Monday, July 16, 2007

Following Stephen Harper in Latin America

There are are a variety of human rights concerns that Stephen Harper ought to raise during his visit to Latin America, not the least of which are those related to the activities of Barrick Gold in Chile. The Toronto Star reports that
The most controversial stop on the trip could come Wednesday in Santiago, Chile. There, Harper will visit the offices of Barrick Gold, whose proposed Pascua Lama gold and silver mine in the Andes on the Chile-Argentine border has become a rallying point for critics of multinational mining operations.

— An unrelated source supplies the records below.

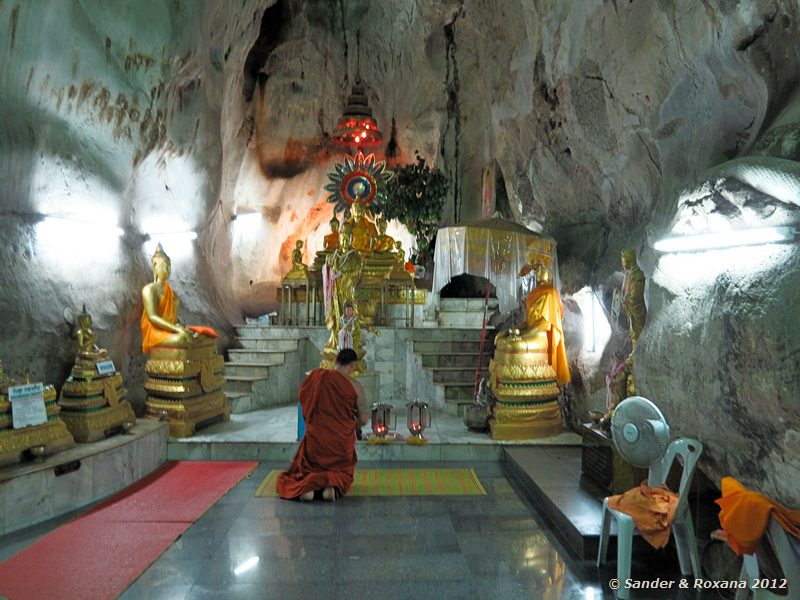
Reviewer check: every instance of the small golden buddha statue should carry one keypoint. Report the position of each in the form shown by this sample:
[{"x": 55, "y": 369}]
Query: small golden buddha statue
[
  {"x": 160, "y": 324},
  {"x": 364, "y": 230},
  {"x": 382, "y": 243},
  {"x": 86, "y": 336},
  {"x": 331, "y": 240}
]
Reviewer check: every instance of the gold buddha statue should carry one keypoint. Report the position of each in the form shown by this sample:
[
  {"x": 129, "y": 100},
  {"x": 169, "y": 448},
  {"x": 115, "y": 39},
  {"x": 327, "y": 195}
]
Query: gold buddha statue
[
  {"x": 344, "y": 267},
  {"x": 364, "y": 230},
  {"x": 528, "y": 366},
  {"x": 331, "y": 240},
  {"x": 184, "y": 369},
  {"x": 92, "y": 398},
  {"x": 382, "y": 243}
]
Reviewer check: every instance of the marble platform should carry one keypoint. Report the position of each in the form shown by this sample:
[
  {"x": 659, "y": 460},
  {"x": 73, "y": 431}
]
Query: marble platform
[
  {"x": 38, "y": 490},
  {"x": 271, "y": 434}
]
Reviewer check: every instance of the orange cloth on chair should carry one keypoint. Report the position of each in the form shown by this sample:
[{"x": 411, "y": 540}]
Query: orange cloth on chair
[
  {"x": 153, "y": 336},
  {"x": 744, "y": 516},
  {"x": 326, "y": 456},
  {"x": 652, "y": 511}
]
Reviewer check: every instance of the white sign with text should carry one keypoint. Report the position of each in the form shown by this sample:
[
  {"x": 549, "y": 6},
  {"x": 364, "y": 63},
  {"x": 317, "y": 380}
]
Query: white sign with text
[
  {"x": 105, "y": 367},
  {"x": 27, "y": 405}
]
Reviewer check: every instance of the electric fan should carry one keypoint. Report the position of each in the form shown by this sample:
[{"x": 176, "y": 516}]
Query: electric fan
[{"x": 639, "y": 432}]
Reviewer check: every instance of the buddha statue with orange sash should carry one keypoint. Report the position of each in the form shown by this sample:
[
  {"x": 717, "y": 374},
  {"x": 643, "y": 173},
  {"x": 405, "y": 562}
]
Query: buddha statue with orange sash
[
  {"x": 184, "y": 370},
  {"x": 529, "y": 366},
  {"x": 160, "y": 324}
]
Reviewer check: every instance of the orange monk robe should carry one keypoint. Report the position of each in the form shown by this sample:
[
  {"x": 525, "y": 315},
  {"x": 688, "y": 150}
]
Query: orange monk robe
[
  {"x": 652, "y": 511},
  {"x": 544, "y": 303},
  {"x": 327, "y": 453},
  {"x": 153, "y": 336},
  {"x": 744, "y": 516}
]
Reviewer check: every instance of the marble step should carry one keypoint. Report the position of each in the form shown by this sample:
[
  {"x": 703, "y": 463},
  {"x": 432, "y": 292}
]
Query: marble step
[
  {"x": 457, "y": 375},
  {"x": 450, "y": 334},
  {"x": 270, "y": 332},
  {"x": 272, "y": 344},
  {"x": 239, "y": 402},
  {"x": 246, "y": 370},
  {"x": 461, "y": 319},
  {"x": 457, "y": 391},
  {"x": 456, "y": 407},
  {"x": 253, "y": 356},
  {"x": 454, "y": 359},
  {"x": 238, "y": 383},
  {"x": 466, "y": 304},
  {"x": 445, "y": 347}
]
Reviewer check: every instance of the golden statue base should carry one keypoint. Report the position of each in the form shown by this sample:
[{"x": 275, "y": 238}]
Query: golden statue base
[
  {"x": 187, "y": 415},
  {"x": 93, "y": 406},
  {"x": 93, "y": 426},
  {"x": 38, "y": 440},
  {"x": 184, "y": 387},
  {"x": 525, "y": 421}
]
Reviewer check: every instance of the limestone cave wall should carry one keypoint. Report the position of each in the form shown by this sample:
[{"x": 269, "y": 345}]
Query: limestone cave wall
[{"x": 587, "y": 120}]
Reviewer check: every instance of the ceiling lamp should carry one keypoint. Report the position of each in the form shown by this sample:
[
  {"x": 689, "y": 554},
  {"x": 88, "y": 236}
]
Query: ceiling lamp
[{"x": 356, "y": 126}]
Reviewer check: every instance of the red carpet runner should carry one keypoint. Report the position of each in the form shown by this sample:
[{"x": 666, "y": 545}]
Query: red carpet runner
[{"x": 99, "y": 554}]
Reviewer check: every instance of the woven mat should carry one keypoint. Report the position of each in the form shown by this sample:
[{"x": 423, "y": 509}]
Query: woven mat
[{"x": 401, "y": 482}]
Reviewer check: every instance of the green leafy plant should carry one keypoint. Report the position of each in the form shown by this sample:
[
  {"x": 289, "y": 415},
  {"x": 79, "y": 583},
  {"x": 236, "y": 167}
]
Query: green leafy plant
[{"x": 415, "y": 197}]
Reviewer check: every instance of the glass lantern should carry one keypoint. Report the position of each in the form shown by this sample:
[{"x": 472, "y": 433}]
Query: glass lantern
[
  {"x": 382, "y": 419},
  {"x": 418, "y": 419}
]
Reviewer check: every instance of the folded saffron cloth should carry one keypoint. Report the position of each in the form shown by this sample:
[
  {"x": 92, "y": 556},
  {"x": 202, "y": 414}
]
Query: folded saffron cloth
[
  {"x": 744, "y": 515},
  {"x": 652, "y": 511}
]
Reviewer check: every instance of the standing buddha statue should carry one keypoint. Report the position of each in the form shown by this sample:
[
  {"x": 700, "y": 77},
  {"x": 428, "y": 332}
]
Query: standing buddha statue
[
  {"x": 184, "y": 369},
  {"x": 341, "y": 275}
]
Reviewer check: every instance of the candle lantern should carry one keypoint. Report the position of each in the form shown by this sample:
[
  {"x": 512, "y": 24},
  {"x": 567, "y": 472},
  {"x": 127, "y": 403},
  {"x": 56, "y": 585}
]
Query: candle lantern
[
  {"x": 418, "y": 419},
  {"x": 382, "y": 419}
]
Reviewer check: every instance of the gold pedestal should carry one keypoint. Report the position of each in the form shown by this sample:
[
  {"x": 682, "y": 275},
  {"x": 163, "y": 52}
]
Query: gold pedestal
[
  {"x": 525, "y": 422},
  {"x": 93, "y": 406},
  {"x": 40, "y": 440},
  {"x": 185, "y": 387}
]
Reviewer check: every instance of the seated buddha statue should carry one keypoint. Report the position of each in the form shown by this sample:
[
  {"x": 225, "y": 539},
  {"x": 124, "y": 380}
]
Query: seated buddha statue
[
  {"x": 299, "y": 271},
  {"x": 86, "y": 337},
  {"x": 331, "y": 240},
  {"x": 160, "y": 324},
  {"x": 364, "y": 230},
  {"x": 543, "y": 334},
  {"x": 382, "y": 243}
]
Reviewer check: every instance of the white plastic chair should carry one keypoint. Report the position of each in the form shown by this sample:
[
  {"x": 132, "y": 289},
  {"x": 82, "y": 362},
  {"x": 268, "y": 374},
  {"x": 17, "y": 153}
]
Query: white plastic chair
[
  {"x": 689, "y": 451},
  {"x": 787, "y": 559}
]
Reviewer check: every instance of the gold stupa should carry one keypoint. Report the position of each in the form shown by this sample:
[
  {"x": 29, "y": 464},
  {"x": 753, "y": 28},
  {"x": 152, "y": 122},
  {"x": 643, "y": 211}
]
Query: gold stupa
[{"x": 36, "y": 440}]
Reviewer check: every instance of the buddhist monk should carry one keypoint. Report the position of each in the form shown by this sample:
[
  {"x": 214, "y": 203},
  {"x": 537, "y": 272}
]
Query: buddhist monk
[{"x": 333, "y": 405}]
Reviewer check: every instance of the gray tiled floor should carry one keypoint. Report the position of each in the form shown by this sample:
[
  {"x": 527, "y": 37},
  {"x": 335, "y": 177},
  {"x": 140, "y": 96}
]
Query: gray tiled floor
[{"x": 485, "y": 547}]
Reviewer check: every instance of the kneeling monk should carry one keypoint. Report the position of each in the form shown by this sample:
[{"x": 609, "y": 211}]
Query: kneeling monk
[{"x": 333, "y": 405}]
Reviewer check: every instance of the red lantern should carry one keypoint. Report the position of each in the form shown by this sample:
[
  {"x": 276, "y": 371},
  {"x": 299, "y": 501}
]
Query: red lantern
[{"x": 356, "y": 127}]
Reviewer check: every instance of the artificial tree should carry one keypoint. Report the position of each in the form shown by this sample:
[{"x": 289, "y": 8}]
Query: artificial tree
[{"x": 415, "y": 197}]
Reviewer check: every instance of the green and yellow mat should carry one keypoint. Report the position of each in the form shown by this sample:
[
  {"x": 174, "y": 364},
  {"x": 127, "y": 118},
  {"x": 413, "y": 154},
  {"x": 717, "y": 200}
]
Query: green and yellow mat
[{"x": 400, "y": 482}]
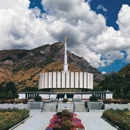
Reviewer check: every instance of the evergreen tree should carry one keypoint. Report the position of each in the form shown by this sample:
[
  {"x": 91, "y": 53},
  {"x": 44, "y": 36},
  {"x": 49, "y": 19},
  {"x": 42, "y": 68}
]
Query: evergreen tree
[
  {"x": 9, "y": 95},
  {"x": 10, "y": 86}
]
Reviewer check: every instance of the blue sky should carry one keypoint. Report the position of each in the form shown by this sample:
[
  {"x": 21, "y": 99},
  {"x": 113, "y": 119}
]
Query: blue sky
[{"x": 97, "y": 30}]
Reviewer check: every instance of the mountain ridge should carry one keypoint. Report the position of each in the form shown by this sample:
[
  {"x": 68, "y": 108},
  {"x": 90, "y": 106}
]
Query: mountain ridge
[{"x": 23, "y": 66}]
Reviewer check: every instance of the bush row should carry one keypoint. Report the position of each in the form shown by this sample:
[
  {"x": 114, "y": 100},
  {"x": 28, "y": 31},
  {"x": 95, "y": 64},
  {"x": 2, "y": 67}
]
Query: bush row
[
  {"x": 119, "y": 101},
  {"x": 24, "y": 101},
  {"x": 121, "y": 118},
  {"x": 10, "y": 117}
]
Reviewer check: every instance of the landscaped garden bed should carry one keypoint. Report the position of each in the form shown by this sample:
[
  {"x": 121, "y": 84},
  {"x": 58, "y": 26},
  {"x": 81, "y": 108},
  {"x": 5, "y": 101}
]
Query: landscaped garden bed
[
  {"x": 13, "y": 101},
  {"x": 116, "y": 101},
  {"x": 65, "y": 120},
  {"x": 11, "y": 117},
  {"x": 120, "y": 118}
]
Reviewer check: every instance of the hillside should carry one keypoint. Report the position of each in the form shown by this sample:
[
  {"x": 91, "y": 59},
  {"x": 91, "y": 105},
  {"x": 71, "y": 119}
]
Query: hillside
[
  {"x": 125, "y": 71},
  {"x": 23, "y": 66}
]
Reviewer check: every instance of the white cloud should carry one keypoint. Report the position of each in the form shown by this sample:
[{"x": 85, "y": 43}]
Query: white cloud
[
  {"x": 103, "y": 72},
  {"x": 100, "y": 7},
  {"x": 88, "y": 35}
]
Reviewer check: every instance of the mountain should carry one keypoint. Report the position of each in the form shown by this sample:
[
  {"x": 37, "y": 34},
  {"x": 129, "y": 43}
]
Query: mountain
[
  {"x": 23, "y": 66},
  {"x": 125, "y": 71}
]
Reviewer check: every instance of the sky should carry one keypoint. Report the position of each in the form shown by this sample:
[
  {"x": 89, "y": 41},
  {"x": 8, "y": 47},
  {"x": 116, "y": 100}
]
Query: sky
[{"x": 97, "y": 30}]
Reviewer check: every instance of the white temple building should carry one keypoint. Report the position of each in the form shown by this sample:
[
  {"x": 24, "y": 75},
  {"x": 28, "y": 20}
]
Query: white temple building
[{"x": 65, "y": 81}]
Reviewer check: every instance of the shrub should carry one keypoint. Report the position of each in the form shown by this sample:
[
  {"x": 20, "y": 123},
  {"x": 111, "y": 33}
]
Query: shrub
[
  {"x": 38, "y": 98},
  {"x": 118, "y": 117},
  {"x": 93, "y": 98},
  {"x": 11, "y": 117}
]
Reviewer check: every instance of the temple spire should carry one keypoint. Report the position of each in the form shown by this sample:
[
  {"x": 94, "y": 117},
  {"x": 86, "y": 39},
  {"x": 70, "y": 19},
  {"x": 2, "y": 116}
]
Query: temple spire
[{"x": 65, "y": 56}]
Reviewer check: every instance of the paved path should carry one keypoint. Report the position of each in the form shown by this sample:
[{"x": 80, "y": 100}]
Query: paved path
[
  {"x": 40, "y": 120},
  {"x": 91, "y": 120},
  {"x": 80, "y": 107}
]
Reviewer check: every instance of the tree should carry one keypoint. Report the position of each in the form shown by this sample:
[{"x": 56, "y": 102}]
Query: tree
[
  {"x": 128, "y": 95},
  {"x": 9, "y": 95},
  {"x": 2, "y": 95},
  {"x": 38, "y": 98},
  {"x": 121, "y": 94},
  {"x": 10, "y": 86}
]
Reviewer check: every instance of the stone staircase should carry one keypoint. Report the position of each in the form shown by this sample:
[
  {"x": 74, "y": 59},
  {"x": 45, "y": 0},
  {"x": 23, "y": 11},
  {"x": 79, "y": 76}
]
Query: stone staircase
[
  {"x": 79, "y": 107},
  {"x": 50, "y": 107}
]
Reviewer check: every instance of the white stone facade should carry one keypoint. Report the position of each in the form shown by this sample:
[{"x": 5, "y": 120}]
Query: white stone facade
[{"x": 66, "y": 80}]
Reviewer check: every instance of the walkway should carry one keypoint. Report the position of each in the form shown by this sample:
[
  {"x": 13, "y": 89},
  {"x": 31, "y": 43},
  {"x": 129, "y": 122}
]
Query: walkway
[
  {"x": 40, "y": 120},
  {"x": 91, "y": 120}
]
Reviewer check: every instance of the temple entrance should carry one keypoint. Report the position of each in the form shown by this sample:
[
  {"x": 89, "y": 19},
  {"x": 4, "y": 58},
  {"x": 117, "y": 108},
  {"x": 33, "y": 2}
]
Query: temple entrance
[{"x": 65, "y": 96}]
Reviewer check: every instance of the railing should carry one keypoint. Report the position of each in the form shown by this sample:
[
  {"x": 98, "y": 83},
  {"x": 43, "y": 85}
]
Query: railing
[
  {"x": 42, "y": 106},
  {"x": 57, "y": 105},
  {"x": 73, "y": 105}
]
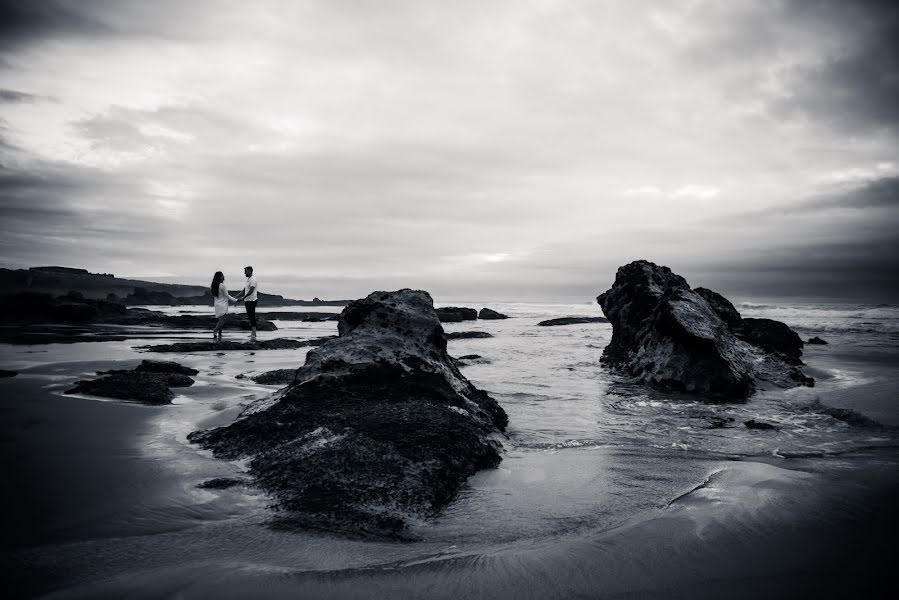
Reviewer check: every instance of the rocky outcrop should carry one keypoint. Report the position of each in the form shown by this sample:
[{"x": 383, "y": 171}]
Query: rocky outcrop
[
  {"x": 309, "y": 317},
  {"x": 379, "y": 426},
  {"x": 276, "y": 377},
  {"x": 467, "y": 335},
  {"x": 672, "y": 337},
  {"x": 140, "y": 385},
  {"x": 490, "y": 314},
  {"x": 164, "y": 366},
  {"x": 456, "y": 314},
  {"x": 210, "y": 345},
  {"x": 571, "y": 321}
]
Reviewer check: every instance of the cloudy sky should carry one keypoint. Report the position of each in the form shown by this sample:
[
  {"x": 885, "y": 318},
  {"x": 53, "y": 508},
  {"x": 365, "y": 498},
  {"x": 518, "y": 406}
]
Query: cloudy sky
[{"x": 480, "y": 149}]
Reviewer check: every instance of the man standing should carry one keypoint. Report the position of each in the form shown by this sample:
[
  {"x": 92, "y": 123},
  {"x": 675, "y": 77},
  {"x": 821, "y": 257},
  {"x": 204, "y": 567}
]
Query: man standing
[{"x": 249, "y": 296}]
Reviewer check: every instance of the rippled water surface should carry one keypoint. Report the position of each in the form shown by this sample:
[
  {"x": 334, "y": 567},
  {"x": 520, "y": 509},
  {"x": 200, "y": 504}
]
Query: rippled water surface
[{"x": 587, "y": 454}]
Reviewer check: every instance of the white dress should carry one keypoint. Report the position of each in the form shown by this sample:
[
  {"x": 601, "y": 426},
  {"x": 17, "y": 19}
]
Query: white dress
[{"x": 221, "y": 301}]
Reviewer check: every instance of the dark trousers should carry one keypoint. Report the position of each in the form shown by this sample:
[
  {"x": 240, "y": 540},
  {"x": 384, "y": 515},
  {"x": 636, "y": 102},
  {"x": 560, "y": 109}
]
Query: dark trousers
[{"x": 251, "y": 312}]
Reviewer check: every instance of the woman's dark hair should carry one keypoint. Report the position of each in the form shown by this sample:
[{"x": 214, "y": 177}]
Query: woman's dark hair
[{"x": 216, "y": 282}]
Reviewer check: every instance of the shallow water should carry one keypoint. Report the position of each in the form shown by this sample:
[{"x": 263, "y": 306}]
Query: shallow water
[{"x": 590, "y": 463}]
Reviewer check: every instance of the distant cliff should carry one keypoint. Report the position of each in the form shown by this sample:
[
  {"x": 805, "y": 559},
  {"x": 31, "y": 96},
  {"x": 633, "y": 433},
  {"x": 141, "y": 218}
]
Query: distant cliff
[{"x": 59, "y": 281}]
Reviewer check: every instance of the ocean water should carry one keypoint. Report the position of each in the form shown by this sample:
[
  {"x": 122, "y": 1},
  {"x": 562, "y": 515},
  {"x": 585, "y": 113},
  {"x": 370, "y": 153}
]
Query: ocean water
[{"x": 605, "y": 487}]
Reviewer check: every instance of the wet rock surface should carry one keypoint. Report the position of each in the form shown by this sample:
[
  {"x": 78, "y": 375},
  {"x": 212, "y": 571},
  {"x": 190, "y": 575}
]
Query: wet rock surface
[
  {"x": 209, "y": 346},
  {"x": 221, "y": 483},
  {"x": 671, "y": 337},
  {"x": 760, "y": 425},
  {"x": 456, "y": 314},
  {"x": 571, "y": 321},
  {"x": 467, "y": 335},
  {"x": 276, "y": 377},
  {"x": 149, "y": 387},
  {"x": 164, "y": 366},
  {"x": 379, "y": 427},
  {"x": 490, "y": 314},
  {"x": 309, "y": 317}
]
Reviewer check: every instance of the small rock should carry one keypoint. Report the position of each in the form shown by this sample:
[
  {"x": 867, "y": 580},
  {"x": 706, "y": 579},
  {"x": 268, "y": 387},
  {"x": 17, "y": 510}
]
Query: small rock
[
  {"x": 753, "y": 424},
  {"x": 456, "y": 314},
  {"x": 487, "y": 313},
  {"x": 221, "y": 483},
  {"x": 465, "y": 335},
  {"x": 164, "y": 366},
  {"x": 572, "y": 321}
]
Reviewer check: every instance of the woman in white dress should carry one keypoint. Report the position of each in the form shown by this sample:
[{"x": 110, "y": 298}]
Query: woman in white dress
[{"x": 222, "y": 301}]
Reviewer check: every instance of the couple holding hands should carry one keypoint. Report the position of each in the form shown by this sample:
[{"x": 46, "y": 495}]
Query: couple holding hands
[{"x": 223, "y": 300}]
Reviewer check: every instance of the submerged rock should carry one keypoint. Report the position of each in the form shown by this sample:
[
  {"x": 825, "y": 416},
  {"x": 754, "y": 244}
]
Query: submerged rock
[
  {"x": 672, "y": 337},
  {"x": 221, "y": 483},
  {"x": 379, "y": 426},
  {"x": 456, "y": 314},
  {"x": 275, "y": 344},
  {"x": 571, "y": 321},
  {"x": 164, "y": 366},
  {"x": 753, "y": 424},
  {"x": 467, "y": 335},
  {"x": 148, "y": 387},
  {"x": 276, "y": 377}
]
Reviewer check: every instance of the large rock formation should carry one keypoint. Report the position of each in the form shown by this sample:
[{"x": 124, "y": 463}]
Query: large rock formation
[
  {"x": 571, "y": 321},
  {"x": 672, "y": 337},
  {"x": 378, "y": 425},
  {"x": 456, "y": 314}
]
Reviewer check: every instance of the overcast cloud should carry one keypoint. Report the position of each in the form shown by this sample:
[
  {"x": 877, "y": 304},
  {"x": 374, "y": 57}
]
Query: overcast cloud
[{"x": 477, "y": 149}]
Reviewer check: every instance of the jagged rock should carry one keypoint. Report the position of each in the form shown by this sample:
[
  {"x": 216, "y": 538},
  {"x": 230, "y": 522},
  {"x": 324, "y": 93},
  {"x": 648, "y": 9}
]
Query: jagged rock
[
  {"x": 164, "y": 366},
  {"x": 467, "y": 335},
  {"x": 206, "y": 346},
  {"x": 456, "y": 314},
  {"x": 221, "y": 483},
  {"x": 380, "y": 424},
  {"x": 276, "y": 377},
  {"x": 309, "y": 317},
  {"x": 671, "y": 337},
  {"x": 571, "y": 321},
  {"x": 772, "y": 336},
  {"x": 140, "y": 386},
  {"x": 753, "y": 424},
  {"x": 490, "y": 314}
]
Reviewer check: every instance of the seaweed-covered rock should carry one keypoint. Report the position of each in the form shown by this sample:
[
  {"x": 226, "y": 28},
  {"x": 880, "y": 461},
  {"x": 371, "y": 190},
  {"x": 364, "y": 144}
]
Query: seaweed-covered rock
[
  {"x": 164, "y": 366},
  {"x": 571, "y": 321},
  {"x": 490, "y": 314},
  {"x": 379, "y": 425},
  {"x": 672, "y": 337},
  {"x": 211, "y": 345},
  {"x": 139, "y": 386},
  {"x": 276, "y": 377},
  {"x": 467, "y": 335},
  {"x": 456, "y": 314}
]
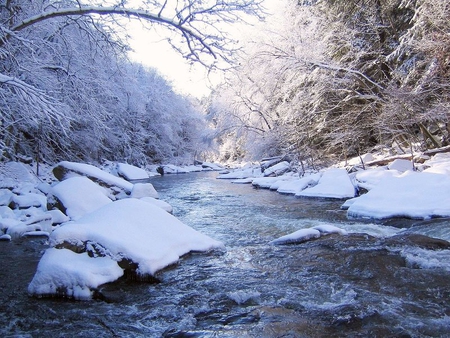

Reports that the company's explorations have eroded the size of three glaciers by more than half have some Chilean lawmakers calling for a halt to planned operations and a probe into the environmental effects of Barrick's activities.
Prior to the trip, a BHR activist stated clearly what her expectations are:
Karen Keenan, of the Halifax Initiative, which keeps an eye on Canadian investment in developing countries, said corporate responsibility standards should guide behaviour in areas of environmental performance, human rights, public reporting and transparency. She said an oversight body should be created to conduct independent investigations and resolve conflicts.
Further to this, here is a release from the New Democratic Party on the issue. Here's an excerpt:
On the eve of the Prime Minister’s visit to Colombia and Chile, the NDP is demanding that Stephen Harper end his government’s stonewalling on proposed Corporate Social Responsibility (CSR) legislation to fight human rights and environmental abuses by Canadian extractive companies doing business in South America.

“If Harper is serious about a constructive role for Canada in this part of the world, let him prove it to citizens here in Canada and communities across Central and South America through concrete actions,” said NDP Foreign Affairs Critic Alexa McDonough. “He should start by implementing new and robust standards of Corporate Social Responsibility for Canadian companies operating in the developing world.”
We will follow events as they unfold.